In the United States, the revenue (money taken from sales) at a "full service" restaurant is increasing at a faster rate than the revenue at a "fast food" restaurant. The data below represent the annual revenue in billions of dollars for each type of restaurant. Use the data to answer the three questions below. Let x=0 represent the year 1990.
Write a linear regression equation for the "full service" restaurant.
year Full Service
1995 95
1999 116
2000 131
2001 139
2002 144
2003 151
2004 156
To find the linear regression equation for the "full service" restaurant, we need to find the equation of a line that best fits the given data points.
First, we can assign the years as the independent variable x and the revenue as the dependent variable y.
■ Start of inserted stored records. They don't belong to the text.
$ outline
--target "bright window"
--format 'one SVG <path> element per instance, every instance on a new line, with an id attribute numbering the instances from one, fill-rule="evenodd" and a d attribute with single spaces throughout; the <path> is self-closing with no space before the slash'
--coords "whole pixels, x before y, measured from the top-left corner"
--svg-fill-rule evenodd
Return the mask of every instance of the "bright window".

Let's create a table with the given data:
Year (x) | Revenue (y)
----------------------
1995 | 95
1999 | 116
2000 | 131
2001 | 139
2002 | 144
2003 | 151
2004 | 156
Next, we can use the least squares method to find the equation of the line:
1. Calculate the mean (average) of x and y:
mean(x) = (1995 + 1999 + 2000 + 2001 + 2002 + 2003 + 2004) / 7 = 2001
mean(y) = (95 + 116 + 131 + 139 + 144 + 151 + 156) / 7 = 135.86
2. Calculate the deviations from the mean for each x and y:
(x - mean(x)) | (y - mean(y))
--------------------------------
-6 | -40.86
-2 | -19.86
-1 | -4.86
0 | 3.14
1 | 8.14
2 | 15.14
3 | 20.14
3. Calculate the sum of the products of the deviations:
Σ((x - mean(x))(y - mean(y))) = (-6 * -40.86) + (-2 * -19.86) + (-1 * -4.86) + (0 * 3.14) + (1 * 8.14) + (2 * 15.14) + (3 * 20.14) = 739.78
4. Calculate the sum of the squared deviations for x:
Σ((x - mean(x))^2) = (-6)^2 + (-2)^2 + (-1)^2 + 0^2 + 1^2 + 2^2 + 3^2 = 39
5. Use the formulas for the slope (b) and y-intercept (a) of the regression line:
b = Σ((x - mean(x))(y - mean(y))) / Σ((x - mean(x))^2)
= 739.78 / 39
≈ 18.94
a = mean(y) - b * mean(x)
= 135.86 - 18.94 * 2001
≈ -33,123.14
Therefore, the linear regression equation for the "full service" restaurant is:
y = -33,123.14 + 18.94x
Note: The units for x are years (e.g., x = 0 represents the year 1990), and the units for y are billions of dollars.